This was her choice: continue to see Gallows and “fix herself” and go back to the LAPD or… try and up her word count at the Hollywood Pulse and make enough to pay her rent and hopefully, eventually make enough more to go down to Ensenada and pursue the Domingos case – which could be connected to her sister- on her own. That wasn’t a bad idea. Working outside the system had it’s disadvantages. But it had it’s advantages too. She wouldn’t have to lose her driving force – her edge – by “forgiving herself” (what bullshit!) She wouldn’t have to follow department rules, either – and she could start sooner. Except for the money thing. Maybe she could start here in LA and wait to go to Ensenada. She needed to think.

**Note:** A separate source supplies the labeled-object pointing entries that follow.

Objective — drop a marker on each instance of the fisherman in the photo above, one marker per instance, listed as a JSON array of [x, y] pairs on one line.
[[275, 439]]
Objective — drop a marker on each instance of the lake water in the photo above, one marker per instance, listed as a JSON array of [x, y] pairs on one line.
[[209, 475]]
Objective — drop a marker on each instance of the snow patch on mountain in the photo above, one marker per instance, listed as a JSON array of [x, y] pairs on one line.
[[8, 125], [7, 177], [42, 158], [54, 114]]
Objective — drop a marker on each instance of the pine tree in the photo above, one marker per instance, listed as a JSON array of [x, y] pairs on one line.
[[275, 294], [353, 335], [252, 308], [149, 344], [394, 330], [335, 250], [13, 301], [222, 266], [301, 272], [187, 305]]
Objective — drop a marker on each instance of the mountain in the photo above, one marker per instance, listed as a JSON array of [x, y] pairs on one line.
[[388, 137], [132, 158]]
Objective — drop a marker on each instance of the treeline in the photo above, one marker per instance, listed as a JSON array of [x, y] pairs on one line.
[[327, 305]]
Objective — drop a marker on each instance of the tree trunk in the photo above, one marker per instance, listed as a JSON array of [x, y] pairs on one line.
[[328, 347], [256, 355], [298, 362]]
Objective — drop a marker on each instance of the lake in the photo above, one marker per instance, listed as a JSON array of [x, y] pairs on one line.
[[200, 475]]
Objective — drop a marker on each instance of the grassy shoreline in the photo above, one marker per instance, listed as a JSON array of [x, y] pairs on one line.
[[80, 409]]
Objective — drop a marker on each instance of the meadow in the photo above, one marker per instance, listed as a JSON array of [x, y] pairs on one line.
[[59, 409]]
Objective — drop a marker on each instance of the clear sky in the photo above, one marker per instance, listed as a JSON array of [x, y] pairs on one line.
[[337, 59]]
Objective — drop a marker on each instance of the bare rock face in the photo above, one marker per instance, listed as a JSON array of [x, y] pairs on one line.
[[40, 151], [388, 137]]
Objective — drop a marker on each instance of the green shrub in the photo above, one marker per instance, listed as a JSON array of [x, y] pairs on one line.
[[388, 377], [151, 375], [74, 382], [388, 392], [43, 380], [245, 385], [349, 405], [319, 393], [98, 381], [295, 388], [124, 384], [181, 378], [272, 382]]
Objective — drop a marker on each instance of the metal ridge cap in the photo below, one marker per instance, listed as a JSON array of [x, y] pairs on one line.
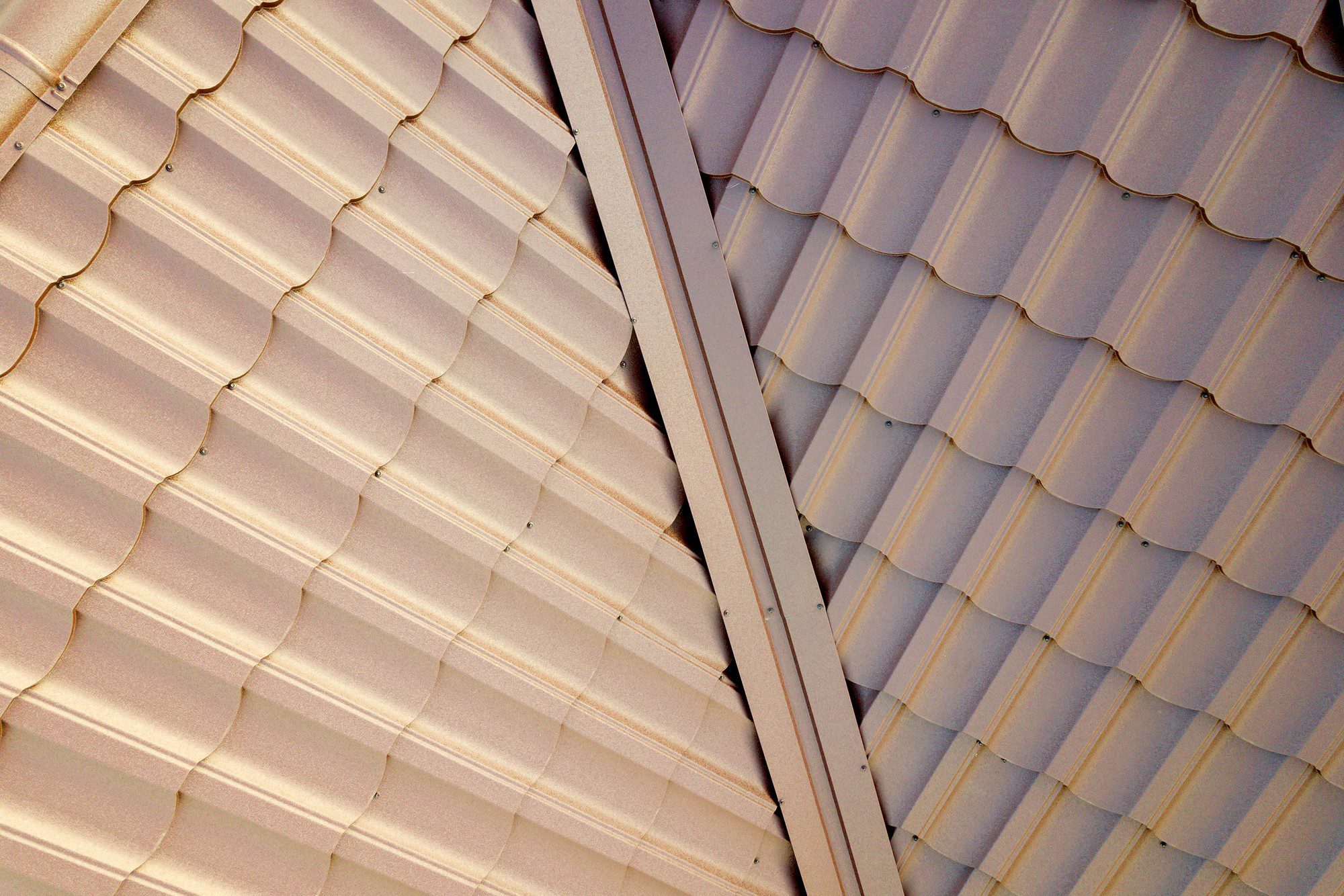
[[618, 89], [53, 83]]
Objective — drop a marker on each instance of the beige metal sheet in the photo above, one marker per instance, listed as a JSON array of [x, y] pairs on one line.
[[1046, 306], [338, 537]]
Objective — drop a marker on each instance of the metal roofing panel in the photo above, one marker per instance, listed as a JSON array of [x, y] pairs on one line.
[[1046, 316], [339, 543]]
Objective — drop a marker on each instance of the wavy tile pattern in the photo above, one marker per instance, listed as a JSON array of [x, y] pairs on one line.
[[1069, 456], [337, 535]]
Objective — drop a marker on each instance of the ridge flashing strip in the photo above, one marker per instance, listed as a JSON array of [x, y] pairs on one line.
[[619, 93], [41, 77]]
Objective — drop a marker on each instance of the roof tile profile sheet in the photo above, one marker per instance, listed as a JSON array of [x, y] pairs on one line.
[[338, 546], [1046, 303]]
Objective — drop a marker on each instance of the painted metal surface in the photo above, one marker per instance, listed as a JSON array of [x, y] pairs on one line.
[[622, 99], [338, 537], [1048, 312]]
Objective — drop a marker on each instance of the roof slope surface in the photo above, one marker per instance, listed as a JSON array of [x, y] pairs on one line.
[[1048, 311], [337, 535]]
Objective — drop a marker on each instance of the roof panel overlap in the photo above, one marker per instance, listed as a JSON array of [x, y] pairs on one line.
[[338, 539], [1056, 377]]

The crawling rush hour traffic slammed to a stop just past Micheletornia. There was road work for a block and a half. She figured it would take about forty minutes to go the four or so miles to her apartment so she turned right on Echo Park Blvd and drove a few blocks up into the hilly little hood studded with little stucco bungalows to Valerie Bakery. A chocolate chess tart and a cup of coffee would surely help her think.

She was second in line at the funky neighborhood cafe, behind a tall lanky man with salty brown hair. She looked past him at the bakery case. There was one chess tart left. Then she saw his brown skinned finger point to it. Bummer.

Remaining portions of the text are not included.